Nonetheless, Al Sadr's political stature was bolstered while the interim government's was weakened. Al Sadr established himself as a leader who can't be marginalized in a new Iraq, even by Al Sistani.

This was a major objective of Iran, which is trying to make Al Sistani change his religious school of thought. Al Sistani, who had to coexist with Saddam Hussein, evolved the "Welih Al Jozeah" school of religious thought, wherein the ayatollah is only in charge of religious affairs. By contrast, in Iran the ayatollah is the supreme leader in both religious and state affairs -- "Weliat Al Faqeh."

Iran's aim to create another Hezbolah movement in Iraq depends on its ability to make Al Sistani accept Al Sadr as his military arm, thus re-creating the unique relationship that exists between the Grand Ayatollah of Lebanon and his charismatic young leader Nasrallh, who functions as his military leader.

This end game is viewed as a threat by the U.S, which could face the same fate that Israel eventually faced in southern Lebanon. It is also seen as a threat by Arab regimes that have a long history of oppressing their Shiite populations. American success in preventing Iran from extending its influence in Iraq depends on the U.S.' ability to muster the Arab regimes' support for Iyad Allawi's interim government.

Al Sadr's threat to declare sovereignty in Iraq's Shiite region compelled some Arab media to warn against increased civil unrest not only in Iraq, but also in Arab countries with Shiite populations like Yemen, Saudi Arabia and Lebanon as well as other Muslim countries like Pakistan. The London-based newspaper Al Sharq Al Awsat called this the threat of the "Shiite Crescent."

The U.S. occupation of Iraq has already created increased tension between the Shiites and Sunnis, which in some cases has exploded into violence. In Yemen, where the Shiites are 30 percent of the population, an uprising led by the Shiite leader Hussein Al-Houthy, who has been fighting government forces since June, has claimed 900 lives and injured thousands of people.

Saudi Arabia's Shiites (15 percent of the population) have a history of fighting with the government. The most violent clash was in Nov. 1979, when the government killed dozens of Shiite civilians while crushing an uprising inspired by Ayatollah Seyed Al-Khamenei's Islamic revolution in Iran. In the wake of Shiite empowerment in Iraq, the Saudi Shiites have submitted a statement called "Partners in Our Homeland" to Crown Prince Abdullah, with clear demands for their "legitimate rights."

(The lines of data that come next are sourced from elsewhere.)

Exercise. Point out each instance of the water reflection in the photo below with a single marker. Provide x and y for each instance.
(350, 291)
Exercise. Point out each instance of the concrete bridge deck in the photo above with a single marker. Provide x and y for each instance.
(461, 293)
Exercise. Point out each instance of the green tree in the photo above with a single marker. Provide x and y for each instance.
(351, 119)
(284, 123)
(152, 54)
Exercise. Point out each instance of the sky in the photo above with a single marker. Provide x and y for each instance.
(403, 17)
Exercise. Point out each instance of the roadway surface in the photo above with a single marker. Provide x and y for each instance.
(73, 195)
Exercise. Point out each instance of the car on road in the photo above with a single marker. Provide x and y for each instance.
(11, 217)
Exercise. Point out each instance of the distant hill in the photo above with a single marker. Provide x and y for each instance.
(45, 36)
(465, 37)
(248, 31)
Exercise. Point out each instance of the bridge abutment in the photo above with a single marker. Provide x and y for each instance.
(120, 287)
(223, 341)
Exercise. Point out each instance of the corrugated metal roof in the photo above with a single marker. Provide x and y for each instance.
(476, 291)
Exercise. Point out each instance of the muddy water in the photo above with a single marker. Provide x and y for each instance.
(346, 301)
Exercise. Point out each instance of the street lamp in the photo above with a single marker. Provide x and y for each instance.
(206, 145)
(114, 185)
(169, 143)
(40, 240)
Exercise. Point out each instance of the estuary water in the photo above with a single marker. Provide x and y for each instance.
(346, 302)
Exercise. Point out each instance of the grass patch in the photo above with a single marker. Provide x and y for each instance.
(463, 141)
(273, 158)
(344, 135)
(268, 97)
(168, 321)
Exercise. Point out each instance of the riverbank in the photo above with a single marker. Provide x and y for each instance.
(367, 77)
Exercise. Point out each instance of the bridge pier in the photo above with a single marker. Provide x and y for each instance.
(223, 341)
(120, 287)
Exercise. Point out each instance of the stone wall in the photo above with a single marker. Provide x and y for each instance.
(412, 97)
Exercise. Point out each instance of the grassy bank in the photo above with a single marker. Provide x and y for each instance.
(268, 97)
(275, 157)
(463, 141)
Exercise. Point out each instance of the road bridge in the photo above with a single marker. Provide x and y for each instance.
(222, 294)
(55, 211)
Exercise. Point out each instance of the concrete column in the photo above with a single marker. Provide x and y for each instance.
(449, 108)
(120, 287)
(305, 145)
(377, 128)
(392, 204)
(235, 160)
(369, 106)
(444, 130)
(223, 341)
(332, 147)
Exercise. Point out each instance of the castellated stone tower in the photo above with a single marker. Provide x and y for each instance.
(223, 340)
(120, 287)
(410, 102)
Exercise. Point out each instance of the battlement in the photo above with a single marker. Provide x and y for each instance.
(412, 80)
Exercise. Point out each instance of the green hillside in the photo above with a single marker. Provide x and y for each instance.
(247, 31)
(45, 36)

The conservative Iran of today, which emerged after the elections last February, is different from the Iran of moderate President Mohammed Khatami, who called for Shiite empowerment through stronger bonds with the Sunni majorities in Islamic and Arab countries. But conservatives encouraging Shiites to rebel for their rights have weakened Khatami.

This explains why Arab countries in general support Allawi, a secular Shiite. Arab regimes despise Tehran for encouraging Shiites to give up their national allegiances for a transnational Shiite loyalty to the Holy city of Kum -- in Iran.